Eine Seifenreise durch Natur und Tradition

Bei uns in Luxemburg ist der 15. August ein Feiertag. Maria Himmelfahrt um genauer zu sein. Und zu diesem Tag gibt es einen historischen und religiösen Brauch: das Binden des Kräuterbuschen, oder wie wir auf Luxemburgisch sagen „de Wësch“. Seit ich ein kleines Kind bin, gehe ich jedes Jahr mit ein paar weiteren Frauen und Kindern die Kräuter auf umliegenden Feldern und Wiesen sammeln. Dann werden die Kräuter zu Bündeln oder „Buschen“ zusammengebunden und an Maria Himmelfahrt in der Kirche gesegnet. Die Buschen werden verteilt und man bewahrt ihn bis zum nächsten Jahr auf. So hieß es früher, dass er dem Haus und Stall Schutz brachte. Auch heute noch hängt meine Familie den „Wësch“ auf. Um dieses Jahr etwas Besonderes daraus zu machen, dachte ich mir warum machst verarbeitest du die Kräuter nicht in einer Seife? Als dann in unserer Seifengruppe der Aufruf zu Teilnehmern für die Seifenreise kam, schien dies ein guter Anlass euch alle auch an meiner Idee und dem dazugehörigen Sammeln der Kräuter teilhaben zu lassen. Ich hoffe ihr habt Spaß dabei mich zu begleiten :)


Die Kräuter

Jeder Buschen wird regional etwas anders zusammengestellt. Manche haben nur eine handvoll verschiedene Kräuter, andere bis zu 99 Stück.

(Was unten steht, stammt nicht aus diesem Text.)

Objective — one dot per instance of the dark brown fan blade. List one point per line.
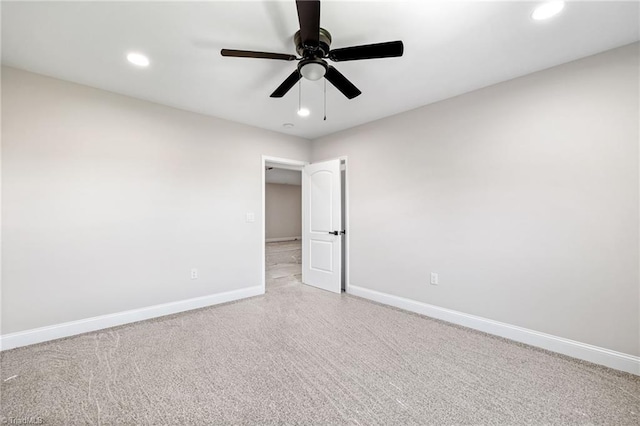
(261, 55)
(287, 84)
(342, 84)
(309, 19)
(388, 49)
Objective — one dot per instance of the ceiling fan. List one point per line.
(313, 45)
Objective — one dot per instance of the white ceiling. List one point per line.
(451, 47)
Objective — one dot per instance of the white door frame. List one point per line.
(299, 165)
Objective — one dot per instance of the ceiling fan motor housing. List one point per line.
(309, 52)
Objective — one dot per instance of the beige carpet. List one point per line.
(299, 355)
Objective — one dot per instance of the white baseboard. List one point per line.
(595, 354)
(277, 240)
(72, 328)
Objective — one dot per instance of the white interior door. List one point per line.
(322, 226)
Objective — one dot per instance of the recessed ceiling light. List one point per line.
(138, 59)
(547, 10)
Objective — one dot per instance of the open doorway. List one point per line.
(319, 249)
(283, 225)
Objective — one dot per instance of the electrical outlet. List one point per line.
(434, 278)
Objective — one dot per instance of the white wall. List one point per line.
(523, 196)
(109, 201)
(283, 210)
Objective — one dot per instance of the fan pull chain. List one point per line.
(299, 95)
(325, 99)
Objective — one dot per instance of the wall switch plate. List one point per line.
(434, 278)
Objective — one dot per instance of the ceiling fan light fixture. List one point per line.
(303, 112)
(547, 10)
(313, 69)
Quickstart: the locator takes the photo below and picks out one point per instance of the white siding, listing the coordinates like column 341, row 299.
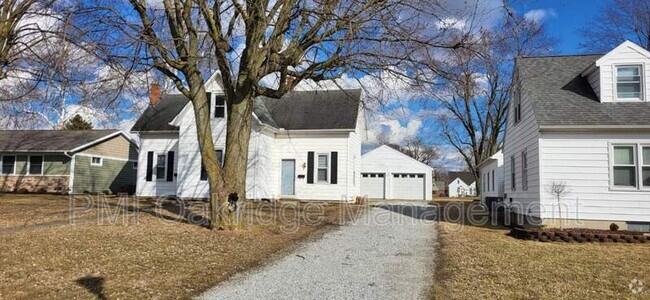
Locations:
column 389, row 161
column 625, row 54
column 582, row 162
column 520, row 136
column 158, row 143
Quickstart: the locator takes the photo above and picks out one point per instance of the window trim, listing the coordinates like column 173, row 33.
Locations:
column 638, row 166
column 2, row 161
column 327, row 169
column 164, row 178
column 29, row 164
column 101, row 161
column 641, row 68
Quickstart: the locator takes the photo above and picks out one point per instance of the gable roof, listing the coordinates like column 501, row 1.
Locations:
column 157, row 117
column 562, row 97
column 466, row 177
column 52, row 140
column 297, row 110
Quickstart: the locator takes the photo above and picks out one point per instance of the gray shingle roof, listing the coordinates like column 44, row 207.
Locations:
column 48, row 140
column 562, row 97
column 466, row 177
column 332, row 109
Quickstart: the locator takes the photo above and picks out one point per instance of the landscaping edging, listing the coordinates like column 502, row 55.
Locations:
column 579, row 235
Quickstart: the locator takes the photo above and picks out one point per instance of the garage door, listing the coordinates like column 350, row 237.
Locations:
column 408, row 186
column 372, row 185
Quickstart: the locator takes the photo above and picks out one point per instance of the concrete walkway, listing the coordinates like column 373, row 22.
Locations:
column 388, row 253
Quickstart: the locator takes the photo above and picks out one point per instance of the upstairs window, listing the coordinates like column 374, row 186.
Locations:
column 219, row 106
column 629, row 83
column 161, row 164
column 36, row 165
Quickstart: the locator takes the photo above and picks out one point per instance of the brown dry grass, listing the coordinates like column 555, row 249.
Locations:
column 137, row 254
column 484, row 263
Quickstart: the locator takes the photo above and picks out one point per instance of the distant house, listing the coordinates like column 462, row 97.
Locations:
column 584, row 121
column 61, row 161
column 492, row 179
column 387, row 173
column 462, row 184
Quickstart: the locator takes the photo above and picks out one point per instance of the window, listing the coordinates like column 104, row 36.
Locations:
column 493, row 180
column 524, row 170
column 35, row 165
column 219, row 106
column 513, row 182
column 624, row 166
column 322, row 167
column 161, row 164
column 96, row 161
column 628, row 83
column 516, row 96
column 204, row 172
column 645, row 172
column 8, row 165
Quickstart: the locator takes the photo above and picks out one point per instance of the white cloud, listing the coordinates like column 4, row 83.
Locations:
column 538, row 15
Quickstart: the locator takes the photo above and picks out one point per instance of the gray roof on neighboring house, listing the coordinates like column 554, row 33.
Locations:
column 562, row 97
column 48, row 140
column 466, row 177
column 331, row 109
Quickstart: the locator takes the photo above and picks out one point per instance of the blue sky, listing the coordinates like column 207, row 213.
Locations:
column 564, row 19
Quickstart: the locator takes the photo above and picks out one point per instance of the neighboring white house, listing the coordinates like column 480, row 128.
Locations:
column 387, row 173
column 462, row 184
column 491, row 171
column 581, row 120
column 306, row 145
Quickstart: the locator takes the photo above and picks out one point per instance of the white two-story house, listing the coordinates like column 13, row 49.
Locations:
column 306, row 145
column 582, row 121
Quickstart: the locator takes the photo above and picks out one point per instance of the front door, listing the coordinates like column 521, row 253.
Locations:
column 288, row 177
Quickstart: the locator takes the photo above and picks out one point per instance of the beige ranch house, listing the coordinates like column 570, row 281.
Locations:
column 62, row 161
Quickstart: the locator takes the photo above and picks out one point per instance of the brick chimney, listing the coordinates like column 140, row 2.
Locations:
column 154, row 94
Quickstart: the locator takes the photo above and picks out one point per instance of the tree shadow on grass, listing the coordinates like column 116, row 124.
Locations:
column 93, row 284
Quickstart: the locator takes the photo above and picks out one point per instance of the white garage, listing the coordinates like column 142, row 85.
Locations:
column 387, row 173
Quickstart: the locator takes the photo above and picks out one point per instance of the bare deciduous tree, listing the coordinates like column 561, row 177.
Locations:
column 619, row 20
column 289, row 40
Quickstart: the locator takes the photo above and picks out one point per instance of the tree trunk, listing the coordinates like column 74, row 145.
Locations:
column 238, row 132
column 220, row 216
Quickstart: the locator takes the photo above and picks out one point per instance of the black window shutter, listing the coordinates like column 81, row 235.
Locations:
column 170, row 166
column 149, row 165
column 310, row 167
column 209, row 96
column 335, row 167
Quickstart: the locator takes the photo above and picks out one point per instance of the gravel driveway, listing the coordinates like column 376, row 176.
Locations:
column 387, row 253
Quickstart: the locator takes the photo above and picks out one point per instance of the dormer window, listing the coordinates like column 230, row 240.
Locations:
column 629, row 84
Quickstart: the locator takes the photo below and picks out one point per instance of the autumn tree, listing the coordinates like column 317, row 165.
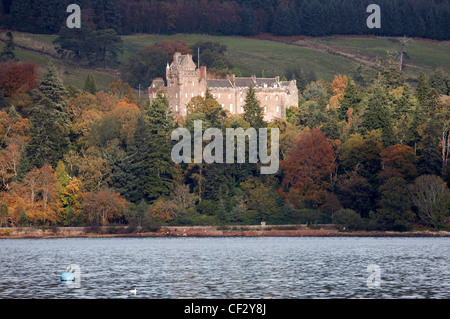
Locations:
column 39, row 192
column 339, row 84
column 398, row 161
column 123, row 91
column 90, row 85
column 90, row 167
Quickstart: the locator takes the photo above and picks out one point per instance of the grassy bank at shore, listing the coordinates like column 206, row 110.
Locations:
column 204, row 231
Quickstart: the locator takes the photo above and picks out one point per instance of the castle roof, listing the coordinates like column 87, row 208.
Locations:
column 244, row 82
column 219, row 83
column 266, row 81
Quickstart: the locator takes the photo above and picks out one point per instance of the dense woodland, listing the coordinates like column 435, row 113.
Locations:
column 413, row 18
column 361, row 153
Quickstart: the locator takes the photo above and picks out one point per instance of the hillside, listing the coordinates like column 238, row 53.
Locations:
column 263, row 55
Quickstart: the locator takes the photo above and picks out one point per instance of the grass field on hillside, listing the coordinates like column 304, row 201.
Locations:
column 257, row 57
column 260, row 57
column 422, row 54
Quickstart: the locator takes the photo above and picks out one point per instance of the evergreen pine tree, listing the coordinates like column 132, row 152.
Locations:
column 8, row 52
column 48, row 136
column 136, row 164
column 49, row 122
column 90, row 85
column 422, row 91
column 351, row 99
column 161, row 171
column 221, row 211
column 253, row 112
column 377, row 115
column 358, row 76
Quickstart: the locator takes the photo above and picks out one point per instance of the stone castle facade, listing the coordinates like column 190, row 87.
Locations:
column 185, row 81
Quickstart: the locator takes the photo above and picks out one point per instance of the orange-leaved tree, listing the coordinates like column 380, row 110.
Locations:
column 308, row 168
column 103, row 206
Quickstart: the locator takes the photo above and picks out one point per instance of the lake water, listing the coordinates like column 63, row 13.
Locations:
column 258, row 267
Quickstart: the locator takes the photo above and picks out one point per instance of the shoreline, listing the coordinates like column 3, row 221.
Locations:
column 201, row 231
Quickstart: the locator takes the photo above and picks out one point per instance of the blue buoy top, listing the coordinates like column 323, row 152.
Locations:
column 67, row 276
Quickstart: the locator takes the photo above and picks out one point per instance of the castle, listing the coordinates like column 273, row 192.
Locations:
column 184, row 81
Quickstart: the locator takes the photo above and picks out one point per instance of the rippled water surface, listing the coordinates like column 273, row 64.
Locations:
column 267, row 267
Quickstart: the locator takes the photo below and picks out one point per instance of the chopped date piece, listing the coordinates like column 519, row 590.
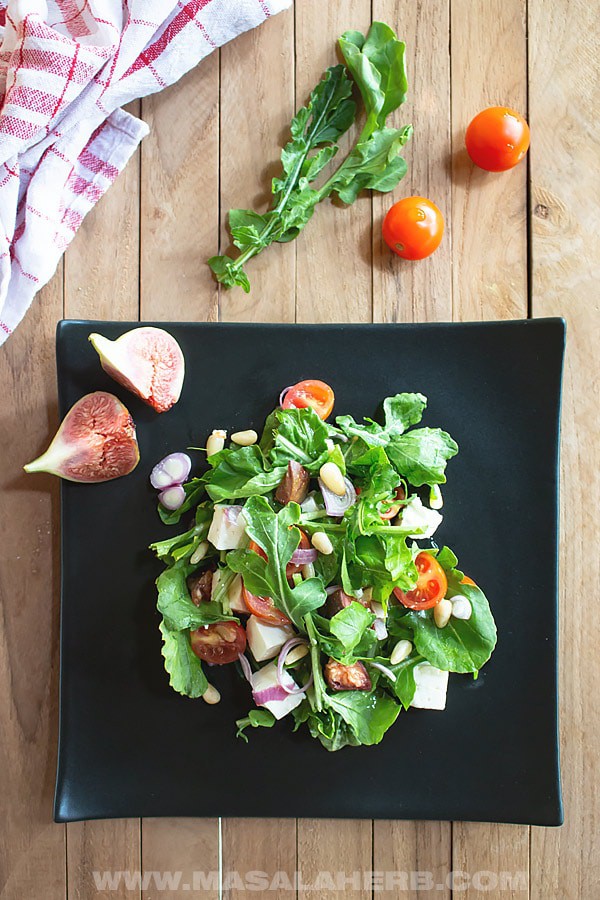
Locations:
column 200, row 587
column 347, row 678
column 294, row 484
column 340, row 600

Bei uns kommen um die 40 Kräuter, Getreide und sonstige Pflanzen in den Buschen. So etwa auch eine Zwiebel und eine Möhre. Da Maria Himmelfahrt sozusagen einem europäischen Erntedankfest nahe kommt, ist der Kräuterbuschen eine Art Variante des Füllhorns und ein Zeichen der Dankbarkeit für eine reiche Ernte. Ich habe mich entschieden, die Getreide, Zwiebel und Möhre wegzulassen und anstelle ein paar andere Kräuter hinzugefügt, die wir im gewöhnlichen "Wësch" auslassen.


Die Kräuter, die ich in der Seife verwendet habe sind Folgende:

Ringelblume, Königskerze, Beinwell, Lavendel, wilder Sauerampfer, Johanniskraut, Odermennig, Schachtelhalm, Schafgarbe, große Klette, Beifuß, Nachtkerze, roter und weißer Klee, wilder Majoran (Dost), Giersch, Brennnessel, Frauenmantel, Speiklavendel, Goldrute, wilde Möhre, Immortelle (Currykraut), kleinblütiges Weidenröschen, römische Kamille, Estragon, Dill, Borretsch, Spitz- und Breitwegerich, Huflattich, Rosmarin, Thymian, Bohnenkraut, Liebstöckel, Salbei, Petersilie, Majoran, Melisse, Rainfarn, Pfefferminze, Grüne Minze (Spearmint), und Walnussblätter.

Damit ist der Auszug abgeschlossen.